Mark Zinn, Ph.D., has expertise in quantitative and tomographic EEG methods to test hypotheses in studies involving neurocognitive disorders. For 3 years he served as a medical research consultant at Stanford School of Medicine to study eLORETA correlates of cognitive impairment in Infection-associated chronic diseases. He obtained his Ph.D. in Psychology at DePaul University, where he worked with Dr. Leonard Jason and conducted research studies on patients with ME/CFS. Using eLORETA, he was able to characterize neuronal dysregulation within specific brain regions and brain systems contributing to decreasing arousal levels and disrupting brain network efficiency in patients. By measuring the brain regions involved in controlling the autonomic nervous system, he is testing hypotheses about how the brain dysregulation in those locations bring about patient symptoms.
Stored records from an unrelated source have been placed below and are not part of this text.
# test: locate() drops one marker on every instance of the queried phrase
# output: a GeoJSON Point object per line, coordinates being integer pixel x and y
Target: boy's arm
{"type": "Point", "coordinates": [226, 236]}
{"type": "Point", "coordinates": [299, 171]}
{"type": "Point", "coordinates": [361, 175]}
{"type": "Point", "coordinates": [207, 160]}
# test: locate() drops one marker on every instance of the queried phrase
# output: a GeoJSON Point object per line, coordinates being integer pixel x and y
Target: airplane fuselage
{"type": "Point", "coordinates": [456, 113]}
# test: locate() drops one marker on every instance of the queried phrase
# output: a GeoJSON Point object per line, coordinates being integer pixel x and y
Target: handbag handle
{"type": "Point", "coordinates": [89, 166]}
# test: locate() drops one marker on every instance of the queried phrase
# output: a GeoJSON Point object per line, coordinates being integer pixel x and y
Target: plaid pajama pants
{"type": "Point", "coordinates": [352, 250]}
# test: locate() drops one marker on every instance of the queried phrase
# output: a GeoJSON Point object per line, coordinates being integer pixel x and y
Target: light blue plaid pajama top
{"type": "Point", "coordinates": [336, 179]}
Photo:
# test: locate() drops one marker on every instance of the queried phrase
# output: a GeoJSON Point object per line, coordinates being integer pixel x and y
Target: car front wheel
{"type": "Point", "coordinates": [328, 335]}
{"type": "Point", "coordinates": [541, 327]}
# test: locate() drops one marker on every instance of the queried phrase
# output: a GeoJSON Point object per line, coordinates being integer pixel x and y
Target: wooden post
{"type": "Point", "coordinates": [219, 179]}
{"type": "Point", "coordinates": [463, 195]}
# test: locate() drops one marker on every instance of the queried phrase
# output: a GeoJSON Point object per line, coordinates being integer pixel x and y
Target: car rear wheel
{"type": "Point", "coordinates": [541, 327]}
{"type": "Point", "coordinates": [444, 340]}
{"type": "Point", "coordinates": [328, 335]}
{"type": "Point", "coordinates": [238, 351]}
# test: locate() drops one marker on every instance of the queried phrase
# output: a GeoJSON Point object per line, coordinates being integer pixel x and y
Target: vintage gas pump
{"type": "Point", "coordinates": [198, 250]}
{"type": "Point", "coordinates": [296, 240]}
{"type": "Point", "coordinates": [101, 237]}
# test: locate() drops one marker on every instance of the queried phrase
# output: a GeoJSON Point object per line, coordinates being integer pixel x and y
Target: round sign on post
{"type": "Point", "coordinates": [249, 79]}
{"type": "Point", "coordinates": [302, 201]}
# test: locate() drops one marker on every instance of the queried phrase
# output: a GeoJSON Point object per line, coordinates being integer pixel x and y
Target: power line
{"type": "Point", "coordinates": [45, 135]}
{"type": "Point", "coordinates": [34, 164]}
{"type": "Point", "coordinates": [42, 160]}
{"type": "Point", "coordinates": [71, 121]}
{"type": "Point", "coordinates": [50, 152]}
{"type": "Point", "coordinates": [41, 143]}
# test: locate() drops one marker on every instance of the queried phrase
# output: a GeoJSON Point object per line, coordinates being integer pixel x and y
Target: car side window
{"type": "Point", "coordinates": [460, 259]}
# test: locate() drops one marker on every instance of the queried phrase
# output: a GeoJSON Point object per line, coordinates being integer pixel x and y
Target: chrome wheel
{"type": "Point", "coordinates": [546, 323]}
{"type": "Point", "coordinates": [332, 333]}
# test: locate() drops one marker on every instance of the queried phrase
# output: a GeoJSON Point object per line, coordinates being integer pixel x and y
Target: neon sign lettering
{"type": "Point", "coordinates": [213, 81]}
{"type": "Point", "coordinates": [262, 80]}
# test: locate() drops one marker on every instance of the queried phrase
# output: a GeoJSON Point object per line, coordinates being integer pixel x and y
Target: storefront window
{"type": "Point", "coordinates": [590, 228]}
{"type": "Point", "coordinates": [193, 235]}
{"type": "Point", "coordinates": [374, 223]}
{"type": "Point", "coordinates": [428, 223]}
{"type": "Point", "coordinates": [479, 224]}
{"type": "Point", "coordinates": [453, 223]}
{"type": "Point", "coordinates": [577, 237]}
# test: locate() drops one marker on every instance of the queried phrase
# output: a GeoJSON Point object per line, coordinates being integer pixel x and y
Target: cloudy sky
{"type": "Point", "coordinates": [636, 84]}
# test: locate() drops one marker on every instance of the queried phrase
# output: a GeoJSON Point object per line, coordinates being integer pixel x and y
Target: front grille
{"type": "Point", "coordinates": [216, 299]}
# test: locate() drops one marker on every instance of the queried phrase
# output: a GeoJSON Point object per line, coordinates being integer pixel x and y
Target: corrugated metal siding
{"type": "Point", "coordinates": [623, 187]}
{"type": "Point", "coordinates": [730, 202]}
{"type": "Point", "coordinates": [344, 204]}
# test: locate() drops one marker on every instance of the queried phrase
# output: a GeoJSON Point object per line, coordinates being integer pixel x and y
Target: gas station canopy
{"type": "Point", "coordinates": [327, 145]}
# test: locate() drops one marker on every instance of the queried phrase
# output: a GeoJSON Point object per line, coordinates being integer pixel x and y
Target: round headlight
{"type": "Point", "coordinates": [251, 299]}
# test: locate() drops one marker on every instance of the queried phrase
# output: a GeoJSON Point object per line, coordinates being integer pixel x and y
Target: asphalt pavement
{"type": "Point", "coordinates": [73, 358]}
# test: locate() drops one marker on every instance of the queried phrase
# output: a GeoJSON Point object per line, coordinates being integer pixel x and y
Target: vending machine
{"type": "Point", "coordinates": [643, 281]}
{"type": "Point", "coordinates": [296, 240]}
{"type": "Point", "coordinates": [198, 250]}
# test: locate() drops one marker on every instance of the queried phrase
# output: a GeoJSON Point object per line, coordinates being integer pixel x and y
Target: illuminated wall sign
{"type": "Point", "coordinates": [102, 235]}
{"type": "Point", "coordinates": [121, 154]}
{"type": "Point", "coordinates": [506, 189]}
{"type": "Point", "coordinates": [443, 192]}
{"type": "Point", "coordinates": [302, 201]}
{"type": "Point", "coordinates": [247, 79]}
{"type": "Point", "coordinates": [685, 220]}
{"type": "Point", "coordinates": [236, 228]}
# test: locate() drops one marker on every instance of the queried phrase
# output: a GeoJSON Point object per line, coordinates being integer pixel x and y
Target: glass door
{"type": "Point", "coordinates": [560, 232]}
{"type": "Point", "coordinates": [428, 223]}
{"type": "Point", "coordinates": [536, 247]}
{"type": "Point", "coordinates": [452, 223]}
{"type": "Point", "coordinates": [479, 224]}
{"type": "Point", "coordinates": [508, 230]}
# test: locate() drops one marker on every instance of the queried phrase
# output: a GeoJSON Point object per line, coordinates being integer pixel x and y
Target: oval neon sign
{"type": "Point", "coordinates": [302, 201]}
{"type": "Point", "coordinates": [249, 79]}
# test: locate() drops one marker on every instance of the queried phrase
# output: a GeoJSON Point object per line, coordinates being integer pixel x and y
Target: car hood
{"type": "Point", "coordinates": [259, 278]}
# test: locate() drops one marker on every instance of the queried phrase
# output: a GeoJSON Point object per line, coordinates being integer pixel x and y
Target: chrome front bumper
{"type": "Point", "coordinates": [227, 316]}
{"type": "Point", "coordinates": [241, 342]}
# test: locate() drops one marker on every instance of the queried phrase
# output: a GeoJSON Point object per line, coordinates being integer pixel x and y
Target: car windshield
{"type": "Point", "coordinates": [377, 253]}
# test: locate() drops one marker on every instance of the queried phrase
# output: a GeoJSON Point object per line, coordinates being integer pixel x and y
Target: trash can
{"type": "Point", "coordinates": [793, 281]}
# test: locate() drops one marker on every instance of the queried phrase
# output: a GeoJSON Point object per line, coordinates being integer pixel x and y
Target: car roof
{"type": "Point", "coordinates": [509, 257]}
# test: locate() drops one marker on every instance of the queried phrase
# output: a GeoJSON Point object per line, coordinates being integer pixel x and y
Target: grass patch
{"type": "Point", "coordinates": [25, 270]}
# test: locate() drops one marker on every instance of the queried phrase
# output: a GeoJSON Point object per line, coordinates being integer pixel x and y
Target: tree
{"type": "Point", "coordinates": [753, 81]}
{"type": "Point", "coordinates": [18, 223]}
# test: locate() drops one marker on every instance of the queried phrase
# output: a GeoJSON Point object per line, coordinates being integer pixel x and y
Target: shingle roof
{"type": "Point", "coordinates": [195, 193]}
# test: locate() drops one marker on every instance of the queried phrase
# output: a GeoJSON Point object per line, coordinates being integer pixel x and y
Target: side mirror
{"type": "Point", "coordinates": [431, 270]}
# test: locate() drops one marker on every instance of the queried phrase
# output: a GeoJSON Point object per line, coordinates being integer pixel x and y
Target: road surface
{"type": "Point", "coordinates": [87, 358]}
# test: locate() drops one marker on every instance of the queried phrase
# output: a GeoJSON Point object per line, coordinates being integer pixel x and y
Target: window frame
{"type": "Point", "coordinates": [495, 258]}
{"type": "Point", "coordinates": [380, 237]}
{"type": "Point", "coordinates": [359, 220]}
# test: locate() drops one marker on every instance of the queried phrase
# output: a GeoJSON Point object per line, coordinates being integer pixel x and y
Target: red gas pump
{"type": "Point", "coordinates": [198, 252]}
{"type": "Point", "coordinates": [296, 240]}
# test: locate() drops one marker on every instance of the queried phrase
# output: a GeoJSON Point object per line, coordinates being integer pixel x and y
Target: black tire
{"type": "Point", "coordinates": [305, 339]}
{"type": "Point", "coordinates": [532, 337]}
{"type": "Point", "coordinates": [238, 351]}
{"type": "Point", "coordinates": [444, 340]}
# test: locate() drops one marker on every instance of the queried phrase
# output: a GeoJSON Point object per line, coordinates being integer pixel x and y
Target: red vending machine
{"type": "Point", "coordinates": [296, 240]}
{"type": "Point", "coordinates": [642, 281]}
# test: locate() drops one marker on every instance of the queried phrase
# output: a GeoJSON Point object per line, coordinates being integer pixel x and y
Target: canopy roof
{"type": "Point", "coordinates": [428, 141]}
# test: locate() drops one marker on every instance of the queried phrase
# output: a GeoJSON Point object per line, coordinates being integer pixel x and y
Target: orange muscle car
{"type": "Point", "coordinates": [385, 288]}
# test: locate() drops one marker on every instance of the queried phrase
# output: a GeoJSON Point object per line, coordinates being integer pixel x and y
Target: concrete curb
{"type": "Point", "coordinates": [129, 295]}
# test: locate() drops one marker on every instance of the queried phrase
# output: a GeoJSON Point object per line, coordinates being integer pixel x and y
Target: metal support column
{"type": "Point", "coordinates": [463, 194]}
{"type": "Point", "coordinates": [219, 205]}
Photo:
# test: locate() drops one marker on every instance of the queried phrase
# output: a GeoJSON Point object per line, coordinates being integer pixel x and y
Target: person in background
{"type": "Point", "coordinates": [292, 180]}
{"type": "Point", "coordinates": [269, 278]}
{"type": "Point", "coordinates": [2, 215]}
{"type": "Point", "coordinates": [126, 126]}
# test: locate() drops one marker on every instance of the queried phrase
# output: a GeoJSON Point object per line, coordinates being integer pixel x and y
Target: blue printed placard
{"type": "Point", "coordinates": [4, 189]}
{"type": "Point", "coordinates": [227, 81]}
Mark also has a unique perspective with his multi-disciplinary background in piano performance and computer science. Mark received his Bachelor's degree in piano performance at the University of Southern California, magna cum laude. He further obtained a Master of Music degree and performers certificate (artist diploma) in piano performance at Northern Illinois University. Mark subsequently re-specialized in psychology and pursued a doctorate with emphasis in neuroscience. For the past 15 years, he has been an author in numerous publications and given conference presentations related to biofeedback, behavioral medicine, and quantitative EEG. He is now co-director of the NeuroCognitive Research Institute where he and his wife conduct brain research using swLORETA techniques which are aimed at advancing the diagnosis and treatment of neurocognitive diseases.